Publish date: 2023-12-28

The first cartoon these gophers appeared in — 1947's "The Goofy Gophers" – was written by Bob Clampett, the guy who created Tweety Bird. So clearly he had a type: tiny, precocious animals who made life a living nightmare for an animal with the misfortune of being bigger and dumber than they.
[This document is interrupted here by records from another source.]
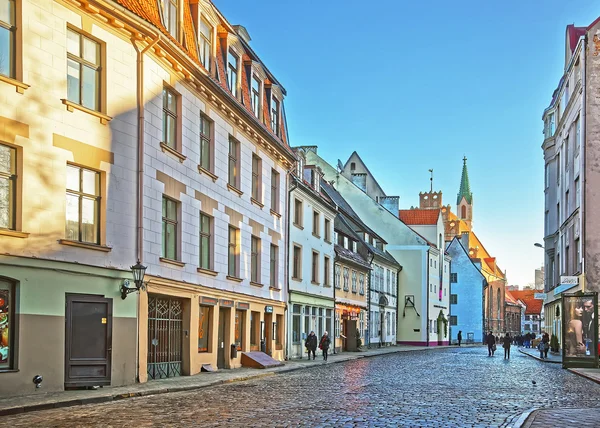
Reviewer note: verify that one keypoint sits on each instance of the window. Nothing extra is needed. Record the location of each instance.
(255, 259)
(206, 143)
(205, 43)
(316, 228)
(346, 278)
(326, 271)
(275, 116)
(256, 177)
(170, 101)
(7, 321)
(204, 328)
(169, 8)
(254, 330)
(297, 266)
(274, 191)
(205, 241)
(7, 38)
(233, 253)
(273, 265)
(83, 205)
(83, 70)
(315, 268)
(255, 96)
(232, 61)
(240, 317)
(298, 213)
(169, 248)
(296, 332)
(234, 152)
(8, 182)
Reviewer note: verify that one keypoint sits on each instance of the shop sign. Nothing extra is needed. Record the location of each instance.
(209, 301)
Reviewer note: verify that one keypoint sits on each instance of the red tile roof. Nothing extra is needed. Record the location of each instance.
(534, 306)
(419, 216)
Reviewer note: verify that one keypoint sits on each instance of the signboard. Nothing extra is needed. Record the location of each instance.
(580, 330)
(209, 301)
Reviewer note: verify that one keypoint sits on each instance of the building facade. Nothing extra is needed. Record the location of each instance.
(571, 130)
(467, 285)
(312, 259)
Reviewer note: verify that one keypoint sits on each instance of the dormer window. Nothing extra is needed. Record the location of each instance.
(205, 43)
(232, 73)
(275, 115)
(255, 96)
(171, 18)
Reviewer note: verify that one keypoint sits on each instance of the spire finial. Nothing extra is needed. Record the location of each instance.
(431, 180)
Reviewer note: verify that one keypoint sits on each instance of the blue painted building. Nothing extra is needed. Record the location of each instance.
(466, 293)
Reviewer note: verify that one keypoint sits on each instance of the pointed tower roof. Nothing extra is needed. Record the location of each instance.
(465, 188)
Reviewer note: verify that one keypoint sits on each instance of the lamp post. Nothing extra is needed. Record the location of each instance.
(138, 270)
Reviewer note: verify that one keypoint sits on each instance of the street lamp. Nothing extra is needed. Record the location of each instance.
(138, 270)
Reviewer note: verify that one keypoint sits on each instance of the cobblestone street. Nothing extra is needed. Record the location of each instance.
(450, 388)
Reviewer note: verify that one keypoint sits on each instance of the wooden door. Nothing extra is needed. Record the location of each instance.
(88, 340)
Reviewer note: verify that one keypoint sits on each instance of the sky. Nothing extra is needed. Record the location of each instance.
(415, 85)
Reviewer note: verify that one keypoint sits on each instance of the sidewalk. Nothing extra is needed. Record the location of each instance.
(532, 352)
(43, 401)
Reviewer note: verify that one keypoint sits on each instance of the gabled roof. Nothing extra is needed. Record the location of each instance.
(533, 306)
(417, 216)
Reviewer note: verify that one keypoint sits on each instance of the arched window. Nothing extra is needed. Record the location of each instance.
(7, 323)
While Tweety made short work of Sylvester, the Goofy Gophers squared off against a dog, and then later Bugs Bunny, Elmer Fudd, and Daffy Duck. They just never clicked with audiences enough to become a big thing on their own, however, appearing in only eight pun-tastically titled shorts from 1947 to 1965, such as "I Gopher You," "Gopher Broke," and "Lumber Jerks." It was only when these cartoons showed up in TV cartoon compilations in the '60s that anyone even thought to give these also-rans actual names: Mac and Tosh. (As in, if you combine them you get "macintosh," not unlike the "chippendale" one gets from combining the names of the very similar-looking Disney rodent duo, Chip n' Dale.) The "Goofy Gophers" was merely shorthand that stuck.

At any rate, they were based on a turn-of-the-century comic strip about two ludicrous Frenchmen called Alphonse and Gaston. Like Mac and Tosh, they were overly polite to one another, quoted literature, and used big words. In short, they didn't quite fit the tried-and-true cartoon fare of one animal smashing the other with a mallet.